Лейтенант Редондо ненадолго задумалась.
– Оливер, какие у вас планы на завтра?
– Ну… учитывая то, что я сегодня узнал, пожалуй, мне надо бы позвонить отцу, побывать у францисканок, поговорить с сеньорой Онгайо… как получится. Еще я думал поискать информацию в интернете.
Трое полицейских заговорщицки переглянулись, хотя было ясно, что все тут решает лейтенант Редондо. Она и сказала:
– Оливер, если вы не против, составьте завтра компанию нам с лейтенантом Сабаделем, вместе навестим францисканок, а вечером, если выйдет, сеньору Онгайо.
– Мне вам составить компанию? А не наоборот? Да зачем это! В личных вопросах мне полиция не нужна, – ответил Оливер слегка агрессивно. Ему совершенно не улыбалось провести целый день в компании неприятного толстяка и невротички с кошачьими глазами.
– Оливер, это уже не ваши личные дела. Речь идет о сотрудничестве, благодаря которому мы сможем добиться успеха в расследовании. Вы наверняка не в курсе, что францисканкам, хоть это и закрытый орден, принадлежит мастерская по реставрации культовых предметов. Это главная мастерская в провинции, если не на всем севере Испании. Так что францисканки – прекрасные знатоки местных скульптурных и живописных достопримечательностей, и если божество Тлалок как-то связано с Кантабрией, они наверняка смогут нам помочь.
– Действительно, – Сабадель снова прищелкнул языком, – а кроме того, сестра Мерседес, настоятельница монастыря в Сантильяне, нам уже как-то помогала с вопросами культурного наследия.
Оливер обескураженно молчал.
– Затем поедем к Онгайо.
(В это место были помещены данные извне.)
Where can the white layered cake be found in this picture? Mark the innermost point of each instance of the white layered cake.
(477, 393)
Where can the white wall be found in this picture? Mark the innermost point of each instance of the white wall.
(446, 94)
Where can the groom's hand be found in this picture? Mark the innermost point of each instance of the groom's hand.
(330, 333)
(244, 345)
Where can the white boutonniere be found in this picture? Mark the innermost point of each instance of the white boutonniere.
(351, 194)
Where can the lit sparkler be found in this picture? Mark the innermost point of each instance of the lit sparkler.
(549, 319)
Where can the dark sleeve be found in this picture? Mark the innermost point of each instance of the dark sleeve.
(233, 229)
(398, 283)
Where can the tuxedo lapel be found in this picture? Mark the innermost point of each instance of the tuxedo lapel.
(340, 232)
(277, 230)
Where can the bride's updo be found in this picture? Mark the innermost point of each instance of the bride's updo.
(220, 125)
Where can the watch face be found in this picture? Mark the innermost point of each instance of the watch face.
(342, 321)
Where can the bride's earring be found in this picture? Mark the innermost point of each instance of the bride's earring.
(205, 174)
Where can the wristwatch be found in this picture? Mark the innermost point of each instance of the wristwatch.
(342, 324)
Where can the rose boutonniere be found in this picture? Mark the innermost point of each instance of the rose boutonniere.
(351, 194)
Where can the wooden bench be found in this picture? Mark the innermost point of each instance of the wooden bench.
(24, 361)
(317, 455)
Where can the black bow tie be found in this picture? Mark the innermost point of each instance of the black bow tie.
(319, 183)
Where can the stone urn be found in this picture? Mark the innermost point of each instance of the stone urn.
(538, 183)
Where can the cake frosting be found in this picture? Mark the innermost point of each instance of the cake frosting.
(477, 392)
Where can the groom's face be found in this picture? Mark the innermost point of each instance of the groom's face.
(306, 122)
И возможно, все мы получим то, что ищем, – решительно резюмировала лейтенант Редондо, ясно давая понять, что никаких возражений слушать не станет.
Удрученный Оливер молча кивнул в ответ, он отступил – как отступает песок Ракушечного пляжа под мягким натиском морских волн.
Преступник не может, особенно в напряженный момент осуществления преступления, действовать, не оставляя следов своего присутствия.
Принцип обмена, сформулированный Эдмоном Локаром (1877–1966), согласно которому при любом взаимодействии человека с окружающей средой они оставляют след друг на друге: человек оставляет свой след на среде, а она – на немСержант Ривейро терпеливо дожидался Клару Мухику у нее в кабинете. Ему хотелось поскорее со всем разобраться. Близость зала для аутопсий вгоняла его в ужас – казалось, что эти клинически чистые коридоры заполнены какой-то липкой тяжестью.
– Доброе утро, Ривейро, ну ты и ранняя пташка! – шутливо поприветствовала его Клара, закрывая за собой дверь. Она еще не надела халат, так что на ней были обычные джинсы и легкий пиджак с яркой бабочкой на отвороте.
– Доброе утро, Клара. Да, в последнее время прямо какой-то завал, а мы-то надеялись, что летом будет поспокойнее.
– И не говори. У вас многие в отпуске?
– Нет, сейчас проблема не в этом. Мы по-прежнему работаем обычными сменами. Но из-за случая в Суансесе нас по уши загрузили работой. Лейтенант Редондо взялась вести дело, а оно становится все запутаннее… ну, ты в курсе: утопленник у причала в Суансесе и младенец на вилле “Марина”.
– Эти случаи связаны? – удивилась Клара. – Так вот почему ты здесь, – поморщилась она, – и, как всегда, меня торопишь. А знаешь, что у меня в очереди на вскрытие жертва насилия и ребенок?
– Ребенок?
– Да, – Клара вздохнула и прикрыла глаза, – из онкологии. Это, разумеется, клиническое вскрытие, не для полиции.
– Понял. Но я здесь по личному поручению лейтенанта Редондо, сама понимаешь. – Последние слова он выделил особо, чеканя каждый слог.
– Ну и хитрец, – засмеялась Клара. – Мы, конечно, подруги, ну и что теперь… Да я и не сомневалась, что это она тебя прислала. Когда она берется за расследование, ее не остановить. Но у меня, Ривейро, своих дел по горло, надеюсь, ты понял.